La décolonisation du Congo est peu documentée et rarement présente, aussi bien dans les programmes scolaires que dans les documentaires accessibles au grand public. Ce constat alarmant, celui d’un vide historique et cinématographique possiblement volontaire, motive Johan Grimonprez à réaliser un documentaire sur ce vaste sujet.

L’impossibilité d’une exhaustivité totale sur un documentaire de 2h30 pousse Grimonprez à choisir une approche originale : celle de la musique et des artistes afro-américains des années 1950-1960. Ce biais, fascinant au demeurant, provient de l’intervention de certains artistes lors d’une session du Conseil de sécurité de l’ONU, venus protester contre l’assassinat du Premier ministre congolais de l’époque, Patrice Lumumba.

Ainsi, le film élargit le simple sujet de la décolonisation d’un pays à celui de l’implication des intellectuels d’une époque : tantôt figures de contestation, tantôt agents au service d’un État impérialiste et interventionniste, ils résonnent parfaitement avec les images d’archives qui composent la majeure partie du métrage.
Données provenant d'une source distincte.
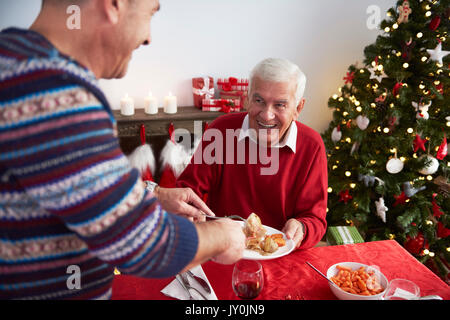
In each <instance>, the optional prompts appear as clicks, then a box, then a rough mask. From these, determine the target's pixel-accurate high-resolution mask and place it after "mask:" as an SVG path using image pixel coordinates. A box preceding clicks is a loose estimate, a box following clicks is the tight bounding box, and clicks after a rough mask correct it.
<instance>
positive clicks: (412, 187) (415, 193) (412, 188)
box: [403, 181, 427, 198]
mask: <svg viewBox="0 0 450 320" xmlns="http://www.w3.org/2000/svg"><path fill="white" fill-rule="evenodd" d="M426 188H427V187H426V186H422V187H420V188H414V187H413V186H412V185H411V182H409V181H406V182H403V191H404V192H405V195H406V196H407V197H408V198H411V197H413V196H415V195H416V193H417V192H419V191H423V190H425V189H426Z"/></svg>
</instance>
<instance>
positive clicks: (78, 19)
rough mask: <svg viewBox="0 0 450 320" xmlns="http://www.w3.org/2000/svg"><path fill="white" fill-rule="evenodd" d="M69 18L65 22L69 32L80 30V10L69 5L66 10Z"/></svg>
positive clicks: (80, 12)
mask: <svg viewBox="0 0 450 320" xmlns="http://www.w3.org/2000/svg"><path fill="white" fill-rule="evenodd" d="M66 13H67V14H68V15H69V17H68V18H67V20H66V26H67V29H69V30H80V29H81V8H80V7H79V6H77V5H75V4H73V5H70V6H68V7H67V9H66Z"/></svg>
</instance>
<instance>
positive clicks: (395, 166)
mask: <svg viewBox="0 0 450 320" xmlns="http://www.w3.org/2000/svg"><path fill="white" fill-rule="evenodd" d="M403 166H404V164H403V161H402V160H400V159H398V158H397V152H396V153H395V156H394V158H391V159H390V160H389V161H388V162H387V163H386V170H387V172H389V173H391V174H397V173H399V172H400V171H402V170H403Z"/></svg>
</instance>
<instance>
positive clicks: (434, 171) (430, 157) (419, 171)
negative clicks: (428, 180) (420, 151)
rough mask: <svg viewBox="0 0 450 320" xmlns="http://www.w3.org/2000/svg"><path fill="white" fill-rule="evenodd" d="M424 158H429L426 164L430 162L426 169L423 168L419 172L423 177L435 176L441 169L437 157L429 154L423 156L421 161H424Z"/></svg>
mask: <svg viewBox="0 0 450 320" xmlns="http://www.w3.org/2000/svg"><path fill="white" fill-rule="evenodd" d="M424 157H426V158H427V160H426V161H425V162H426V163H427V162H428V164H426V165H425V167H423V168H422V169H420V170H419V172H420V173H421V174H423V175H432V174H435V173H436V171H438V169H439V161H438V160H436V158H435V157H433V156H430V155H429V154H427V155H425V154H424V155H423V156H421V157H420V158H419V160H421V159H423V158H424Z"/></svg>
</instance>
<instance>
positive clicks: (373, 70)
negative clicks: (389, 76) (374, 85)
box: [367, 67, 388, 83]
mask: <svg viewBox="0 0 450 320" xmlns="http://www.w3.org/2000/svg"><path fill="white" fill-rule="evenodd" d="M367 70H369V72H370V79H377V81H378V82H380V83H381V80H383V78H387V77H388V76H387V75H386V73H384V70H381V71H379V70H378V69H377V67H373V68H369V69H367ZM376 71H379V72H380V74H379V75H377V74H376Z"/></svg>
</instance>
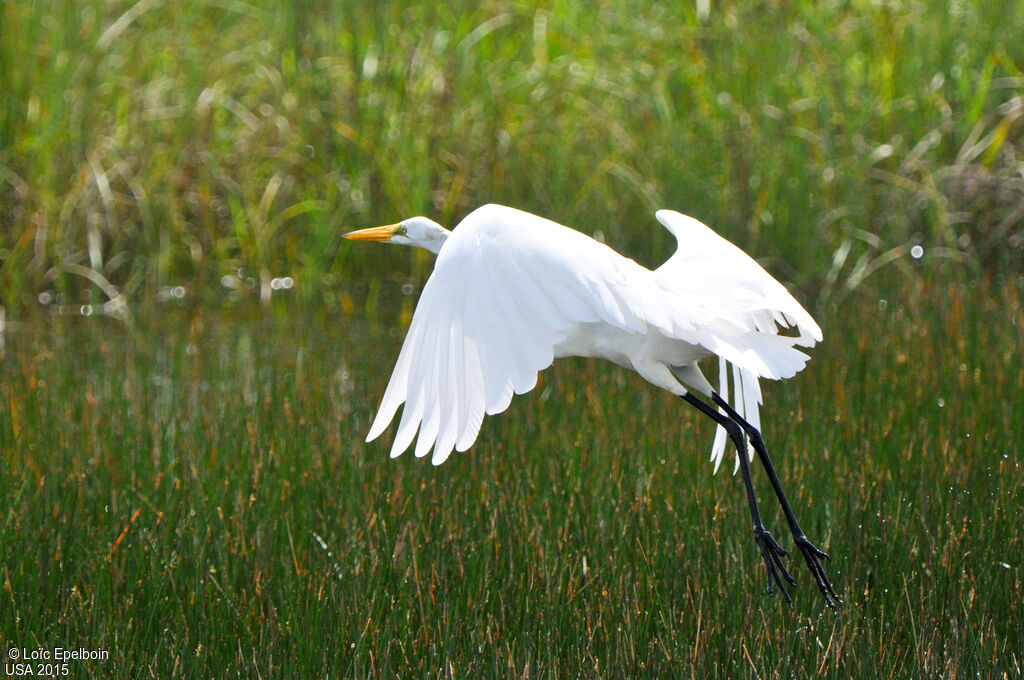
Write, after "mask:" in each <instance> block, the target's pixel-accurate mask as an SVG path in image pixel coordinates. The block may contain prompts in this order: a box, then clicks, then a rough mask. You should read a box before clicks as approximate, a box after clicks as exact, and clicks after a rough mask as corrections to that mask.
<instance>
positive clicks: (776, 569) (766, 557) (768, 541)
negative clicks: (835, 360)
mask: <svg viewBox="0 0 1024 680" xmlns="http://www.w3.org/2000/svg"><path fill="white" fill-rule="evenodd" d="M683 399H685V400H686V401H687V402H688V403H690V405H692V406H693V407H695V408H696V409H697V410H698V411H699V412H700V413H702V414H703V415H706V416H708V417H709V418H711V419H712V420H714V421H715V422H716V423H718V424H719V425H721V426H722V427H724V428H725V431H726V432H728V433H729V438H730V439H732V443H733V444H735V447H736V452H737V453H738V454H739V470H740V472H741V473H742V476H743V486H744V487H745V488H746V500H748V502H749V503H750V506H751V519H753V521H754V540H755V542H756V543H757V544H758V550H760V551H761V557H762V559H764V562H765V570H766V571H767V577H768V592H769V593H774V592H775V590H774V587H775V586H778V589H779V590H780V591H781V592H782V597H784V598H785V601H786V603H792V602H793V599H792V598H791V597H790V593H788V591H786V589H785V584H783V583H782V580H783V579H784V580H785V581H786V582H787V583H788V584H790V585H791V586H796V585H797V582H796V580H795V579H794V578H793V577H792V576H790V571H788V570H787V569H786V568H785V565H784V564H782V557H788V556H790V553H788V552H787V551H786V550H785V549H784V548H782V547H781V546H780V545H778V543H777V542H776V541H775V539H774V538H773V537H772V535H771V534H770V533H769V532H768V529H766V528H765V526H764V523H763V522H762V521H761V512H760V511H759V510H758V499H757V496H755V494H754V481H753V480H752V478H751V466H750V462H749V461H748V460H746V459H748V456H746V440H745V438H744V437H743V430H742V429H741V426H740V425H739V424H738V423H737V422H735V421H733V420H732V419H730V418H727V417H726V416H723V415H722V414H720V413H719V412H718V411H716V410H715V409H713V408H712V407H710V406H708V405H707V403H705V402H703V401H701V400H700V399H699V398H697V397H695V396H693V395H692V394H690V393H688V392H687V393H686V394H684V395H683Z"/></svg>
Car c’est bien le travail de recherche mais aussi de montage qui saute aux yeux lors du visionnage de Soundtrack to a coup d’État. Recherche d’abord, car Grimonprez ne se contente pas des images d’archives facilement accessibles sur Internet ou dans les institutions officielles. Celles-ci sont bien présentes dans le film, posant le décor d’une décolonisation tragique. Mais, diplômé en ethnographie, il va surtout puiser dans les archives intimes et familiales, qui donnent tout son sel au projet.

Le travail de montage, ensuite, est exemplaire : il parvient à donner corps à une histoire qui se recompose sous nos yeux. Oscillant avec brio entre archives télévisuelles, archives personnelles, publicités, et séquences de concerts ou de clips de musique afro-américains des années 1960, Soundtrack to a coup d’État devient une danse politique en faveur d’une meilleure compréhension d’une période sombre de l’histoire belge. Grimonprez, à la fois réalisateur et monteur, sait attirer le regard du spectateur sur des éléments précis de ce récit historique. Sans jamais chercher le grand spectacle, il choisit l’implantation subtile de certaines séquences pour capter l’attention, choquer ou émouvoir.

L’insertion d’une publicité pour Apple, dont le son est mixé bien au-dessus du reste du film, frappe par sa virtuosité. Elle interroge immédiatement sur ce qu’il nous est permis de voir et de comprendre. Surpris dans un premier temps — pensant même à une erreur de projection —, le spectateur comprend que cette publicité vient faire dialoguer passé et présent. Apple, comme Tesla et bien d’autres entreprises multimillionnaires, dépendent aujourd’hui encore des ressources minières congolaises, et le propos du film s’en trouve considérablement approfondi. Ce conflit n’est pas vraiment terminé : bien que réalisé en 2023, le documentaire rappelle combien le Congo reste au centre de l’attention internationale. Khrouchtchev n’est plus, mais sa volonté de défendre, face à l’impérialisme étasunien, une certaine vision du Tiers-Monde émergent à l’époque perdure. Bien entendu, les propos de Khrouchtchev sont à nuancer, mais une certaine fascination se crée de ce bras de fer entre l’URSS et les Etats-Unis pré crise des missiles de Cuba.  

Aujourd’hui, exploité aussi bien par le Canada que par la Chine, le Congo demeure un symbole d’une colonisation passée qui semble n’avoir changé que de forme juridique et politique, mais prospère encore au nom d’un confort occidental — et désormais asiatique — morbide. Ainsi, par de simples archives magistralement montées, Grimonprez interroge à la fois une période sombre de l’histoire de son pays et un présent tout aussi dérangeant.

Et si, reprenant sa place d’intellectuel engagé, Grimonprez ne donnait pas une nouvelle forme au cinéma politique des années 2020 ? Celle de la véracité, historique autant que formelle. Dans les méandres des archives, il extirpe l’essence même du travail de l’historien et, par le montage, lui offre un corps et un public potentiellement bien plus large et réceptif.